Por mucho que ya tengas once años, el primer regalo que abres bajo el abeto es siempre el más grande. Supe de inmediato que esa caja de química había sido idea de mamá. Siempre me compra juguetes educativos. Para ella, un regalo tiene que ser útil. En el colegio voy un curso adelantado porque me enseñó a leer a los cuatro años. Era la estrella del parvulario. Ahora soy el pringado al que los demás le sacan la cabeza.

Me quedaban por abrir tres regalos de tamaño casi idéntico. En estos casos siempre abres el que pesa más. Mi padre me miró fijamente, demasiado cómplice de repente.

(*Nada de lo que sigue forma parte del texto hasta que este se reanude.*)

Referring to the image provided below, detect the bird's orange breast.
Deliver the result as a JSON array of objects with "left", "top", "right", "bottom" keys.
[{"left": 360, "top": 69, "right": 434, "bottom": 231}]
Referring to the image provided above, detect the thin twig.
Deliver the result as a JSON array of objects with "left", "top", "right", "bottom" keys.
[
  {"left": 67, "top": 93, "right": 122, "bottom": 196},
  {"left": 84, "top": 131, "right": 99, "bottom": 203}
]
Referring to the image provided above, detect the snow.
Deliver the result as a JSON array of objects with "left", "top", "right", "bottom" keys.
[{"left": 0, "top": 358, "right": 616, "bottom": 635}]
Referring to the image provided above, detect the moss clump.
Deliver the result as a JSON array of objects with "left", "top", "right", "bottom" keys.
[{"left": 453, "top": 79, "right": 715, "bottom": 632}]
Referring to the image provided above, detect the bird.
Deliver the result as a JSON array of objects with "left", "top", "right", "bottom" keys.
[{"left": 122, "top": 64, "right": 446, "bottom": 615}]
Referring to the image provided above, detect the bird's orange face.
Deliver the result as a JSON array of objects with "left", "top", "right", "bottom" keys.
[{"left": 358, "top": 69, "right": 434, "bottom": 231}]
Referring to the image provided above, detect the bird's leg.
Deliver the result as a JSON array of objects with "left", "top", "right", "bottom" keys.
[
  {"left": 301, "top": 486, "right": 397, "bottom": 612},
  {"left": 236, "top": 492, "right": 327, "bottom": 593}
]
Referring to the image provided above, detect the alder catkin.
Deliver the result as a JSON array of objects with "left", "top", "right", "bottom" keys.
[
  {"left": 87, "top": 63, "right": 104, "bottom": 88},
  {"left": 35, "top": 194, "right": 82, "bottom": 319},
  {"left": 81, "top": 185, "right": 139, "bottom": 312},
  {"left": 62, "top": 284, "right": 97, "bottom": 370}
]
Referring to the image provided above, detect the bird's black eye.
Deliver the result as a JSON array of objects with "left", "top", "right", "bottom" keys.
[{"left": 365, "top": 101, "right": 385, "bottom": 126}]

– Esta es la sorpresita de papá…

Hice como que no había visto la mirada feroz que mamá acababa de lanzarle. Rompí el papel de regalo y mis ojos se abrieron como platos. No podía creerlo. ¡Una cámara de vídeo! Me volví hacia mi padre. Solo conseguí murmurar.

– ¡Hala! Papá…

Se arrellanó en el sillón, satisfecho. Mi madre apretó las mandíbulas. No podía dejarla triste.

– ¡Gracias a ti también, mamá! Gracias a los dos… ¡Gracias, Papá Noel!

Ella sonrió, forzada. Sin duda la cámara de vídeo no había sido idea suya. Rápidamente abrí los otros dos regalos, una caja de Lego, otra idea de mamá para desarrollar mi buena motricidad. La tengo ya tan desarrollada que soy capaz de desmontar un reloj con guantes de hockey.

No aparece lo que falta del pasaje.